Decisions in the design of building performance standards are driven by local considerations, often with substantial stakeholder input. Our recent report looks at various tradeoffs and challenges in designing such policies, to facilitate compliance and promote cost-effectiveness. In our report, we explain that selecting buildings according to their size, rather than by their historic emissions, offers transparency but risks increasing the program operating costs by including many low-emitting buildings. Regardless of the approach to selecting the buildings that are covered by the policy, the highest-emitting businesses might, over time, migrate emissions-intensive activities out of the city if they experience large increases in operating costs.

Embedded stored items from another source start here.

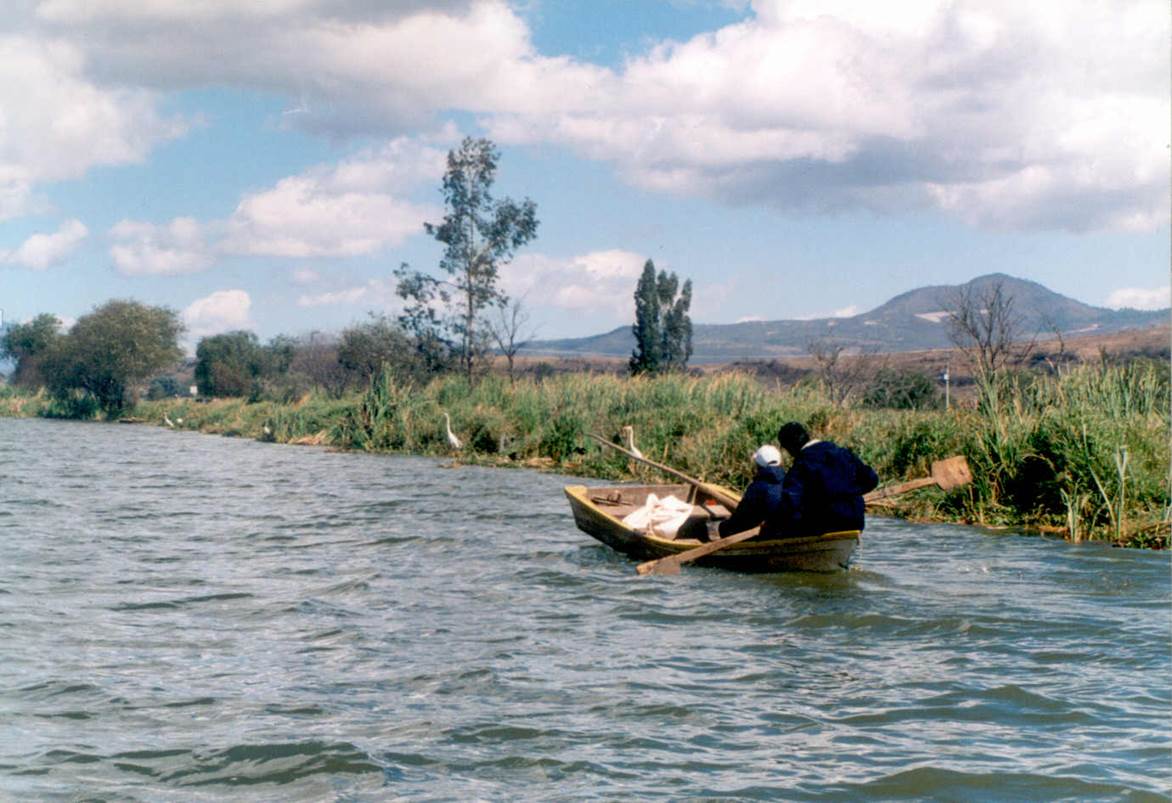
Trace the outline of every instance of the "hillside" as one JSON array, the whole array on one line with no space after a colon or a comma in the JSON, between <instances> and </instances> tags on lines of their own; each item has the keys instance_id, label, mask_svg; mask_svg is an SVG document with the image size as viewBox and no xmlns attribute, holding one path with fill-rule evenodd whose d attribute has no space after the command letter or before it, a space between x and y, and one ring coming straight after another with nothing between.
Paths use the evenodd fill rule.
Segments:
<instances>
[{"instance_id":1,"label":"hillside","mask_svg":"<svg viewBox=\"0 0 1172 803\"><path fill-rule=\"evenodd\" d=\"M737 359L770 359L806 353L809 344L824 340L848 349L878 352L919 351L948 348L946 310L963 288L983 292L1000 281L1013 298L1021 319L1021 333L1063 335L1117 332L1168 321L1168 311L1142 312L1093 307L1049 290L1037 282L1003 273L979 276L964 285L933 285L909 290L873 310L850 318L818 318L795 321L752 321L732 324L695 324L692 333L693 362ZM630 326L582 338L540 340L529 344L525 354L559 356L630 355L635 340Z\"/></svg>"}]
</instances>

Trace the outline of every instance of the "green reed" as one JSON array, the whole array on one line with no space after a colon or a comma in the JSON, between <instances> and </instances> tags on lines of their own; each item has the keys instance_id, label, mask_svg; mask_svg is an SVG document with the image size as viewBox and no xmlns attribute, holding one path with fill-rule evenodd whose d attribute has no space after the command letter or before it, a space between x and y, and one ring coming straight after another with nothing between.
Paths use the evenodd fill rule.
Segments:
<instances>
[{"instance_id":1,"label":"green reed","mask_svg":"<svg viewBox=\"0 0 1172 803\"><path fill-rule=\"evenodd\" d=\"M1166 366L1081 366L995 382L972 407L903 411L835 405L816 388L780 387L738 373L574 373L515 384L490 376L469 386L456 376L417 385L388 372L342 399L171 399L142 402L131 415L286 443L658 479L589 437L617 440L631 426L647 457L734 488L750 479L752 452L773 441L782 423L799 420L816 436L854 449L884 482L924 476L932 461L954 454L968 459L971 485L909 495L898 508L905 515L1168 545ZM43 396L0 394L0 415L46 414L49 407ZM445 412L464 443L458 454L447 442Z\"/></svg>"}]
</instances>

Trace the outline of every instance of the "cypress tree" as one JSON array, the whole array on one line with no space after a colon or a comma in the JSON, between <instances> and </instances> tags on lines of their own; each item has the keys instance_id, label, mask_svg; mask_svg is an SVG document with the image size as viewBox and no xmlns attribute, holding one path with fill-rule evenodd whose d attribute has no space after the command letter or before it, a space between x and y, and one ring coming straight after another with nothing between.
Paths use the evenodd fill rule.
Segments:
<instances>
[{"instance_id":1,"label":"cypress tree","mask_svg":"<svg viewBox=\"0 0 1172 803\"><path fill-rule=\"evenodd\" d=\"M655 263L643 265L643 274L635 285L635 351L631 354L631 373L654 373L659 370L659 295L655 281Z\"/></svg>"},{"instance_id":2,"label":"cypress tree","mask_svg":"<svg viewBox=\"0 0 1172 803\"><path fill-rule=\"evenodd\" d=\"M692 356L692 281L680 288L674 273L655 271L650 259L635 286L635 350L632 374L681 371Z\"/></svg>"},{"instance_id":3,"label":"cypress tree","mask_svg":"<svg viewBox=\"0 0 1172 803\"><path fill-rule=\"evenodd\" d=\"M669 304L664 316L663 361L664 368L669 371L684 370L692 356L692 319L688 317L691 306L692 280L688 279L680 290L679 298Z\"/></svg>"}]
</instances>

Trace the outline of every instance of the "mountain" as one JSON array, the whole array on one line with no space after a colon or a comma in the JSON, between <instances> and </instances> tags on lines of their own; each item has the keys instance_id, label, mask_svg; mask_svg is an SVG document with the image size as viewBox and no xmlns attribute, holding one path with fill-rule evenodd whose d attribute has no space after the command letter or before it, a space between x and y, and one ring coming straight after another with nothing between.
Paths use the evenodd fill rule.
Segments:
<instances>
[{"instance_id":1,"label":"mountain","mask_svg":"<svg viewBox=\"0 0 1172 803\"><path fill-rule=\"evenodd\" d=\"M738 359L770 359L805 354L810 343L827 341L848 349L879 352L949 348L947 310L963 290L977 298L1000 282L1013 299L1023 337L1106 333L1135 329L1168 321L1168 311L1111 310L1092 307L1048 290L1037 282L991 273L963 285L933 285L909 290L869 312L850 318L750 321L730 324L695 324L692 330L693 362L725 362ZM627 357L635 348L630 326L591 337L534 341L522 350L529 355Z\"/></svg>"}]
</instances>

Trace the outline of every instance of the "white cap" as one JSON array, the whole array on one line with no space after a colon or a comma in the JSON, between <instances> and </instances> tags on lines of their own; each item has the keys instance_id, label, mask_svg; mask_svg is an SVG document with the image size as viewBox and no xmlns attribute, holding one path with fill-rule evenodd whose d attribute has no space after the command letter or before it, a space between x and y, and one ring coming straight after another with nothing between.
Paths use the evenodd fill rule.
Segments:
<instances>
[{"instance_id":1,"label":"white cap","mask_svg":"<svg viewBox=\"0 0 1172 803\"><path fill-rule=\"evenodd\" d=\"M777 451L776 446L770 446L767 443L757 451L753 452L753 462L762 468L765 468L766 466L780 466L781 452Z\"/></svg>"}]
</instances>

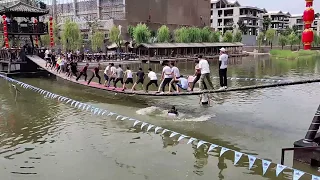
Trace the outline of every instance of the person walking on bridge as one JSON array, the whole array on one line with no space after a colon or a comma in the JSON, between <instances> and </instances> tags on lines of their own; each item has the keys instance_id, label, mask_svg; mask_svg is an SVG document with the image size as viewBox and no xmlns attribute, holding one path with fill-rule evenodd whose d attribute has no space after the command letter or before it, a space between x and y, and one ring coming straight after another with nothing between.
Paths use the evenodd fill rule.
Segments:
<instances>
[{"instance_id":1,"label":"person walking on bridge","mask_svg":"<svg viewBox=\"0 0 320 180\"><path fill-rule=\"evenodd\" d=\"M227 89L227 67L228 67L228 55L225 48L220 49L219 56L219 77L220 77L220 89Z\"/></svg>"},{"instance_id":2,"label":"person walking on bridge","mask_svg":"<svg viewBox=\"0 0 320 180\"><path fill-rule=\"evenodd\" d=\"M94 77L97 77L99 79L99 84L101 84L101 77L99 76L99 71L100 71L100 63L98 63L98 66L93 69L93 74L88 81L88 85L90 84L90 82Z\"/></svg>"},{"instance_id":3,"label":"person walking on bridge","mask_svg":"<svg viewBox=\"0 0 320 180\"><path fill-rule=\"evenodd\" d=\"M78 81L82 75L84 76L84 81L87 81L87 70L88 70L88 67L89 67L89 63L87 63L86 66L84 66L82 68L82 70L80 71L80 74L77 77L76 81Z\"/></svg>"},{"instance_id":4,"label":"person walking on bridge","mask_svg":"<svg viewBox=\"0 0 320 180\"><path fill-rule=\"evenodd\" d=\"M201 72L201 76L200 76L200 89L203 90L204 89L204 80L206 79L208 81L209 86L214 89L213 87L213 83L211 81L211 77L210 77L210 66L209 63L206 59L202 58L202 55L199 55L199 69Z\"/></svg>"}]
</instances>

Building performance standards can use different types of targets, including energy use intensity (typically British thermal units per square foot), greenhouse gas emissions (pounds or pounds per square foot), ENERGY STAR score (1–100), and other measures. The calculation of a building’s performance relative to any of these target metrics should use emissions factors that are consistent with state policies, such as renewable energy goals. Building performance standards will allow building owners to better track and assess their compliance status when programs are based on simple, data-driven metrics such as energy consumption or greenhouse gas emissions, rather than on complicated, derived metrics such as ENERGY STAR scores.
Ultimately, the most important element of achieving city climate goals is setting long-term targets that unfold over multiple compliance periods and thus provide incentives for deep retrofits of building envelopes (the physical separation between the climate-controlled parts of a building and the external environment) and encourage electrification.

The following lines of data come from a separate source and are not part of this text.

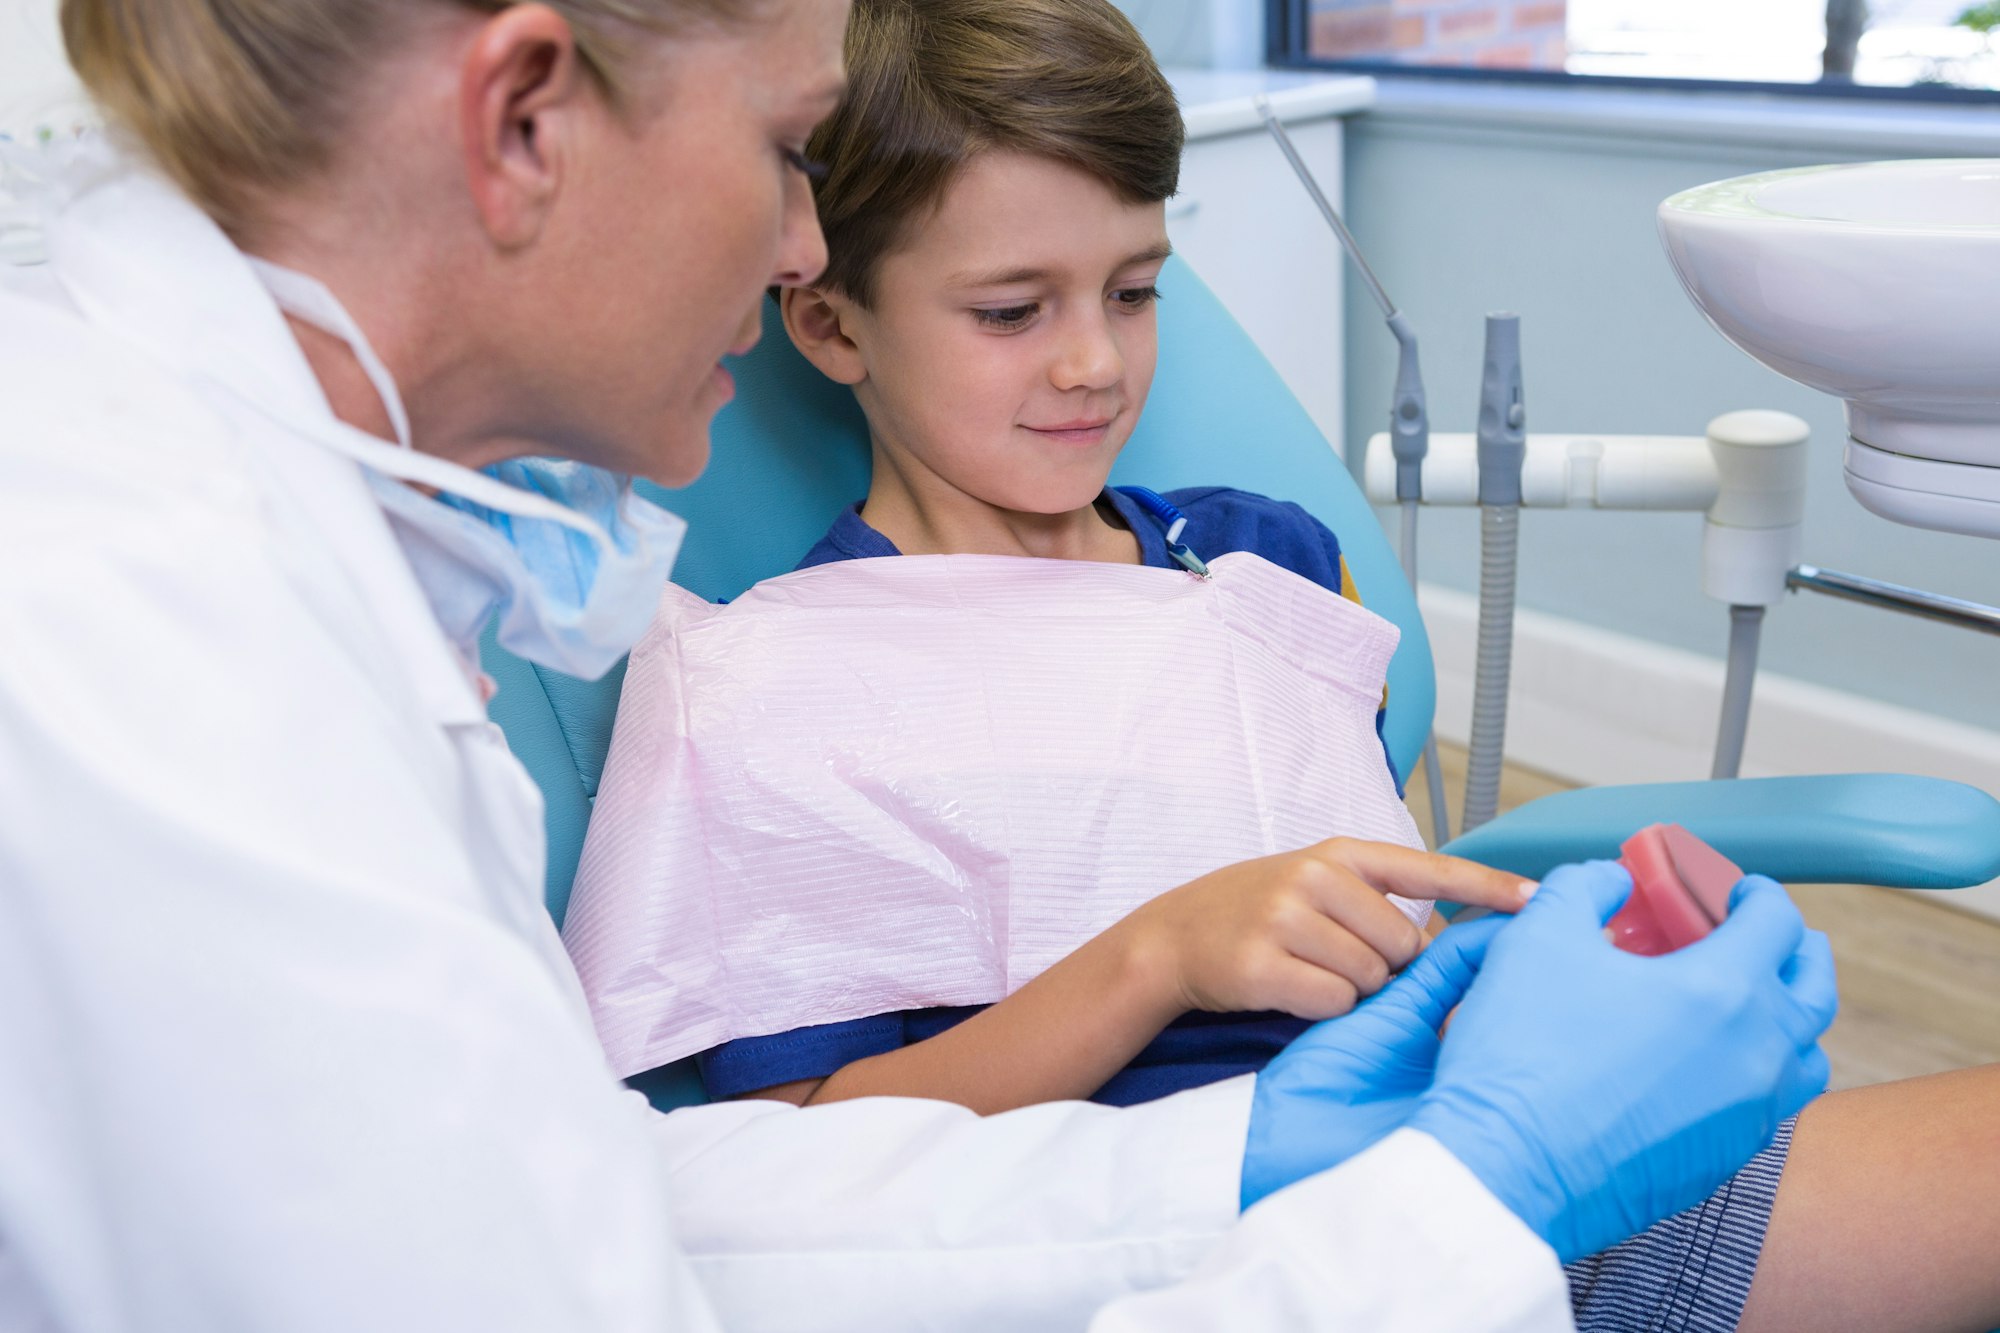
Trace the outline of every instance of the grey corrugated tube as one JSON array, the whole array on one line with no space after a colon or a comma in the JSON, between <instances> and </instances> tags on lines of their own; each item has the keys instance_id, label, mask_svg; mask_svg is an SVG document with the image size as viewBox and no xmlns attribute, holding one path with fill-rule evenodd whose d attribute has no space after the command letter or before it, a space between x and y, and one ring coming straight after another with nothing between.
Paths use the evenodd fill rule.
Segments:
<instances>
[{"instance_id":1,"label":"grey corrugated tube","mask_svg":"<svg viewBox=\"0 0 2000 1333\"><path fill-rule=\"evenodd\" d=\"M1507 677L1514 655L1514 572L1521 539L1521 462L1528 412L1521 392L1521 319L1486 317L1479 372L1479 651L1473 664L1472 738L1465 764L1470 833L1500 808L1507 744Z\"/></svg>"},{"instance_id":2,"label":"grey corrugated tube","mask_svg":"<svg viewBox=\"0 0 2000 1333\"><path fill-rule=\"evenodd\" d=\"M1500 808L1500 762L1507 742L1507 678L1514 659L1514 576L1521 511L1485 505L1479 511L1479 649L1474 665L1471 754L1465 772L1470 833Z\"/></svg>"}]
</instances>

Compliance flexibility is key to keeping upgrade costs in check for building owners. Flexibility can be as simple as allowing the carryover of excess compliance from one period to the next—which incentivizes early and aggressive building improvement measures—or allowing renewable energy purchases to offset emissions where programs target emissions directly.
The most complex—and probably most controversial—flexibility mechanism is trading emissions or energy reduction credits across buildings. Trading can be allowed at the building-owner level within a portfolio of buildings or across the entire stock of buildings covered by the program. To illustrate how savings from trading materializes, we introduce in our report the concept of the building stock marginal abatement cost using an illustrative example of a portfolio of buildings that face different choices for efficiency improvement measures.
Notably, aggregate savings targets can be achieved at lower costs when trading is allowed across buildings, because building owners are not constrained to reducing energy use or emissions by a specific amount for each individual property.
Building performance standards can have important interactions with other climate and energy policies and markets, including emissions cap-and-trade programs, renewable portfolio standards, hourly wholesale electricity markets, and transportation electrification. These various interactions have important implications for designing building performance standard regulations that succeed in reducing emissions. Specifically, cities in California (a state with a multi-sector carbon dioxide emissions cap-and-trade program) or cities in member states of the Regional Greenhouse Gas Initiative should coordinate with these programs to reduce the likelihood that emissions reductions from buildings will be offset by increases elsewhere. Building performance standard programs also should exempt electricity use for vehicle charging, so the programs can help promote emissions reductions outside the building sector, from vehicle electrification. These exemptions for transportation electrification also could help cities achieve their goals and combat climate change more broadly.
Decarbonizing building energy use is an essential pathway toward achieving city climate goals. Well-designed, flexible building performance standards can help cities move further along that path at lower cost than more prescriptive approaches. Policymakers need to be cognizant of interactions with existing policies and markets to make sure the chosen path for the building sector is free of unanticipated obstructions that could slow their progress.